Behind him, the woman in the raincoat and gasmask surveyed her surroundings, assessing the brief phenomenon. Her gun was gone, replaced by an empty palm. The building and room were still, but Ozymandias could still feel the sensation of something in the ground -not quite a quake. It was unclear if they were reverberations of the senses alone.
"What did you see?" the woman asked. Her head was directed away, towards the singular exit out onto the streets of the Dark City. The howling outside was gone, but left in its silence with Ozymandias a sensation that whatever was calling had found its prey then.
It felt as though it was coming for him.
@RemramBel snorted at Mathias' joke, his eyes and head on a swivel around the truck.
"Yea, I'd heard the two candidates up for election are real strange too. 'Moaning Shadow', part of the Upside-down Hallway party is my preferred candidate though," he said. Rafael had closed his eyes, face pensive, and exercised his scrying magic to answer Mathias. Projected senses probed at the immediate surroundings, and then at the whispers and auras of the Dark City. Rafael opened his eyes and turned to Mathias, his eyes turned towards the ground.
"I believe so, but you won't like the answer," Rafael said. Dirk, Emma, and Bel turned their attention towards Rafael and Mathias, but kept their positions in the circle. Rafael spared Mathias from prodding, and continued, "Signs point towards this being a more conceptual Manifestation."
"So the answer is..." Dirk began, chiming in.
"...Everywhere," Emma said.
"Or anywhere," Rafael added. A grimness took hold of their features. Simulated static in each of their ears preceded the sound on Nina's voice coming through via spellcraft.
"Is everyone intact over there? Good. We just picked up an even bigger spike on the meter. Whatever's the cause is picking up in magnitude. What's it looking like on your side?" she inquired.

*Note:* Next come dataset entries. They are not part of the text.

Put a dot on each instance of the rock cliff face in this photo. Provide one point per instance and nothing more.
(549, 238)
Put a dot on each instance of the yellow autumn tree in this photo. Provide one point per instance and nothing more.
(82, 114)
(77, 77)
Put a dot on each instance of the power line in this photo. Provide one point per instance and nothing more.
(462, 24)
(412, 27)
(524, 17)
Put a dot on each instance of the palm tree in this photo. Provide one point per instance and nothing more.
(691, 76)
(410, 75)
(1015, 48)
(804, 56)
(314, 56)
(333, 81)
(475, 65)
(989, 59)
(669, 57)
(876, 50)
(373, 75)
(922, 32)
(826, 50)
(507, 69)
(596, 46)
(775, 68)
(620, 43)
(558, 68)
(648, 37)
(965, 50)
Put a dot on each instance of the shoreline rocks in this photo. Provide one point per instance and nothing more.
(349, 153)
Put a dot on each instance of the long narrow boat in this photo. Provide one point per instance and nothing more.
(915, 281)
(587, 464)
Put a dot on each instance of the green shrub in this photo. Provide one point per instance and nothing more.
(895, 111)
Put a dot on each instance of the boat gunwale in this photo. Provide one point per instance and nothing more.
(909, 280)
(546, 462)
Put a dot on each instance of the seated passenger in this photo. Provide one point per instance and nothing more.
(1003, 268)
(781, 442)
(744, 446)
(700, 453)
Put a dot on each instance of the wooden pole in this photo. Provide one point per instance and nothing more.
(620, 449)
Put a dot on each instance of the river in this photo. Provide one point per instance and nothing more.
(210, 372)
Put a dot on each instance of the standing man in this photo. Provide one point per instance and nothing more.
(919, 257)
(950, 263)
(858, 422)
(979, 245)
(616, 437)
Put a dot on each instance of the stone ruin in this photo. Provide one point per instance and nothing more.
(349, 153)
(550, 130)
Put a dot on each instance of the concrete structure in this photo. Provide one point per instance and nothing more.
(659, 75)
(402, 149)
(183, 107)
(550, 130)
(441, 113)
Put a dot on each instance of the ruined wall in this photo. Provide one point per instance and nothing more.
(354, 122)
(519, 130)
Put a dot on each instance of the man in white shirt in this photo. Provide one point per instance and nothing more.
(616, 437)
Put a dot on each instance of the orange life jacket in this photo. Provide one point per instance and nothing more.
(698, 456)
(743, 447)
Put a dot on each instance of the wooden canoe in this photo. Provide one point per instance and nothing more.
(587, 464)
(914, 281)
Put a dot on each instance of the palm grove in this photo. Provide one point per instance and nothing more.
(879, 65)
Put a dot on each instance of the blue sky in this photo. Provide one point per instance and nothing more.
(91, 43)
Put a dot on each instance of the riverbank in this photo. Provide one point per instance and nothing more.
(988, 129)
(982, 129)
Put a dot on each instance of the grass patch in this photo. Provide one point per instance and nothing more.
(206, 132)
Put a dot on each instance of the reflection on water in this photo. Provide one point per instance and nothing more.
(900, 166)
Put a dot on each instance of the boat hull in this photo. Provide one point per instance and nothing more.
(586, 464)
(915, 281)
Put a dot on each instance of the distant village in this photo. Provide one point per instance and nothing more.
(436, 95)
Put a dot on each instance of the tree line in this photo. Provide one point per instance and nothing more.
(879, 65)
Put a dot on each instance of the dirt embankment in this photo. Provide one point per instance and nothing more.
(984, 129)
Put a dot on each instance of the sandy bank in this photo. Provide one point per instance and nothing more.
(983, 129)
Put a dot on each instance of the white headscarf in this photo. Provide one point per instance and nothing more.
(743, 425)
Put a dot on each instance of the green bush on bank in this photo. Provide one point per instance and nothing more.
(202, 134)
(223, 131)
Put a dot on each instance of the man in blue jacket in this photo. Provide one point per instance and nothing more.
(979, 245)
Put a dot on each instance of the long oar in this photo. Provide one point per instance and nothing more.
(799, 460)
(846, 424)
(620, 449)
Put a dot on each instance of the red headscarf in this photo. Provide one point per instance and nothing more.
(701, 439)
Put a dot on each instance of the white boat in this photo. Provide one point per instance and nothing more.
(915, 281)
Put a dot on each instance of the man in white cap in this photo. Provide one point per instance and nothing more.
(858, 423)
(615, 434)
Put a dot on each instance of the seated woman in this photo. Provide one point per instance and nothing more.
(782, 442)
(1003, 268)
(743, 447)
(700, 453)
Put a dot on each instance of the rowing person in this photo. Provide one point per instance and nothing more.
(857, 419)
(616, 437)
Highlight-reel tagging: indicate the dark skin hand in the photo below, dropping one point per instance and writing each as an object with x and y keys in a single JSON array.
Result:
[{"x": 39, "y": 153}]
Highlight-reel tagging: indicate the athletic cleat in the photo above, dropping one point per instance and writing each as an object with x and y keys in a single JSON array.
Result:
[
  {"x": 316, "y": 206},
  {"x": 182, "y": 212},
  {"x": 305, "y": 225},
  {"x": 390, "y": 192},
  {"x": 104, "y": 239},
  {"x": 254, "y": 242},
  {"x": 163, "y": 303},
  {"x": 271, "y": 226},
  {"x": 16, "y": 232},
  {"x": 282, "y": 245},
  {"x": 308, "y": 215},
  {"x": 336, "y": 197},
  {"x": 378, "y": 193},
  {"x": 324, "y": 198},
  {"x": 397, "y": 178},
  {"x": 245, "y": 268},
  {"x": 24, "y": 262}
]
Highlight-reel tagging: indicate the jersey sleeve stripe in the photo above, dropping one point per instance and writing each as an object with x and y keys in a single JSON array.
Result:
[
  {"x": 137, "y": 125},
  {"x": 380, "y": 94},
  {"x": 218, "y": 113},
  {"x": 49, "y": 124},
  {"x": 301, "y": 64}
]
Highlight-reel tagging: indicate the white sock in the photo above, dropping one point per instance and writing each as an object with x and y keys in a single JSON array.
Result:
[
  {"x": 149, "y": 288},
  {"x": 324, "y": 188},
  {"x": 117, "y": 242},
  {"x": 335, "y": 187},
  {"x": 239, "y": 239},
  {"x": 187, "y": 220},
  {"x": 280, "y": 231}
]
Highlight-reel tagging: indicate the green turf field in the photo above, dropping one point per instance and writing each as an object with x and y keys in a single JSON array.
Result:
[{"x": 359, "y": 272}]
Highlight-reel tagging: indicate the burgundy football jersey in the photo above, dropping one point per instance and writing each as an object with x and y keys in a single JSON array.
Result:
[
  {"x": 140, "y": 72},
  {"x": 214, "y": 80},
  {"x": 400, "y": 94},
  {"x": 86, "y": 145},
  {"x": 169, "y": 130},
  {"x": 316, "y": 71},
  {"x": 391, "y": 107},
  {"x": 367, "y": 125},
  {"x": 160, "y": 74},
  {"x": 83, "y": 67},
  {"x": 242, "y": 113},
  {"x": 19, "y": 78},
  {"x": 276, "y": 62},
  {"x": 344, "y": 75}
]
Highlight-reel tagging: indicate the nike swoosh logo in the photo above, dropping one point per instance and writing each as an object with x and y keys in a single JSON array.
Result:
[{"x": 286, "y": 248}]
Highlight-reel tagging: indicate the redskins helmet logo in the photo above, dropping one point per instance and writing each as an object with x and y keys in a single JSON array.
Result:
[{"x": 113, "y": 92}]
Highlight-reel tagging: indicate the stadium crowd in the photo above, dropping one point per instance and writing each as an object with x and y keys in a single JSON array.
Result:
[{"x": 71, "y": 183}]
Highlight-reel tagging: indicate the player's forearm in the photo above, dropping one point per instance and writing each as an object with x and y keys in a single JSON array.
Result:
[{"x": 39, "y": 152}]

"We should hurry this along," Dirk said exterior to the spell-radio conversation. The team brought their weapons closer to their chests. "Route seems clear, lets get back into-"
The sound of steel being raked by a heavy mass interrupted Dirk. He turned around to the truck only to find it shredded. Three massive gashes had shorn away huge chunks of the trailer, and undoubtedly damaged or outright destroyed several pieces of their sensor cargo. Nothing of the source could be seen, but that didn't stop Rafael. Boots slammed on the street as the sniper broke into a sprint straight for Mathias. Rafael dove, throwing his weight into the team leader to knock him down.
Something large and invisible battered through the air, narrowly missing the two of them, followed by an explosion of brick and stone as the building next to them was impacted. Smoke poured out onto the streets, temporarily shrouding them.